Fu, or wheat gluten, is a high-protein meat replacement used in Japanese and Asian cuisines.
Wheat gluten, or Fu/Ofu (麩・お麩), is an alternative to soybean-based foods such as tofu. It has a long history as a meat substitute in Asian, vegetarian, Shojin Ryori (Japanese Buddhist temple food), Kaiseki Ryori, and macrobiotic cuisines, as it’s also high in protein. It’s also used in Wagashi Japanese confectionery.
Table of contents
What Is Fu
Wheat gluten is a dried food made from wheat gluten. It is made by washing wheat flour dough with water until all the starch granules are removed, leaving the sticky insoluble gluten as an elastic mass. It’s mixed with mochiko or wheat flour, shaped, dried, grilled, or fried. While it’s available around the country, it’s primarily eaten in the Kansai area (Kyoto and Osaka region).
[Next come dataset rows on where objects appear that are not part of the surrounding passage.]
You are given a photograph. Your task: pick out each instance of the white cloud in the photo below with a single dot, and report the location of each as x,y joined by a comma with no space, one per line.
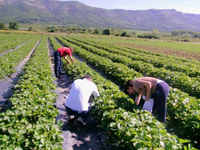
186,9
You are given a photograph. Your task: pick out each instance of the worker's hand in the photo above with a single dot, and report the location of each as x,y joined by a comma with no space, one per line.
147,98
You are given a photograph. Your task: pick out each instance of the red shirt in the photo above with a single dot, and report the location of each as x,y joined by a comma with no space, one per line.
64,51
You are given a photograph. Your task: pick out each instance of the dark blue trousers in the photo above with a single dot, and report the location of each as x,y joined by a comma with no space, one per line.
160,101
57,63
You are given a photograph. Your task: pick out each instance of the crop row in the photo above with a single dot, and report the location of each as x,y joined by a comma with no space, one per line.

It’s also an ingredient in Japanese desserts. Fu manju (麩饅頭) is manju made with nama-fu and has a sticky and chewy texture compared to manju made of wheat flour.
What Does It Taste
The taste is neutral. As it’s spongy and chewy, it soaks up broths and flavors well.
Varieties of Fu
There are different kinds of fu. Shapes include flowers, leaves, circles, donuts, squares, and tubes. There are over 100 regional styles of fu, cooked and eaten in the local cuisine.
Some varieties include:
- Nama-fu (生麩): made by adding mochiko to the gluten and steaming or boiling. It may be seasoned with mugwort, chestnut, ume plum, and sesame for color and texture.
- Yaki-fu (焼麩): made by adding strong flour/bread flour to the gluten, baking the shapes, then drying
- Kuruma-fu (車麩): Yaki-fu shaped into donut rings (kuruma is car in Japanese)
- Ita-fu (板麩): flat slices of fu (ita means board in Japanese)
How To Use
Depending on the variety, you may need to soak it in water first or add it directly to cooking.
Recipes Using Fu
Where To Buy
Find it in the dried food aisle of Japanese or Asian grocery stores.
How To Store
As it is a dried food, keep away from moisture and humidity.